Momentum investing is inherently more volatile. Stocks with strong recent performance can experience sharp declines if market conditions change. This volatility can be challenging for risk-averse investors.
Compared to passive international ETFs, IMTM has a relatively higher expense ratio. The expense ratio for IMTM is around 0.30%, which can be a significant cost over long-term investments.
IMTM's focus on momentum stocks can lead to sector and regional concentrations. If certain sectors or regions (like technology in Europe) dominate the momentum index, this can expose investors to sector-specific risks.
IMTM is a suitable option for investors looking to capture international momentum. However, due to its higher volatility and expense ratio, it requires a considered approach. Let's explore some strategies.
For investors with a long-term horizon, IMTM can be a valuable addition to a diversified portfolio. Over extended periods, momentum strategies have shown to outperform, making IMTM a good fit for those willing to endure short-term volatility.
Investors can use IMTM as a tactical allocation within their international equity exposure. By periodically reallocating between IMTM and more stable international ETFs, investors can enhance returns during bullish cycles while reducing risk during downturns.

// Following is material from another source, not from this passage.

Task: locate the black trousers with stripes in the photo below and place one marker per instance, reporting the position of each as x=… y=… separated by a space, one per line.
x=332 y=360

IMTM can be paired with other ETFs like developed market or emerging market funds, creating a balanced international portfolio. This combination can provide both momentum-driven growth and broader market stability.
Investing a fixed amount in IMTM regularly, regardless of its price, can mitigate the risks associated with market timing. This strategy, known as dollar-cost averaging, can reduce the impact of volatility and help grow investments steadily over time.
IMTM leverages the momentum factor to offer potential for high returns through systematic selection of international stocks. While it provides diversified international exposure and systematic rebalancing, it also comes with higher volatility and costs. By understanding its risks and employing prudent investment strategies, IMTM can be an excellent tool for investors aiming to enhance their global equity portfolios through momentum investing.
Carefully consider your risk tolerance and investment horizon before incorporating IMTM into your portfolio. Happy investing!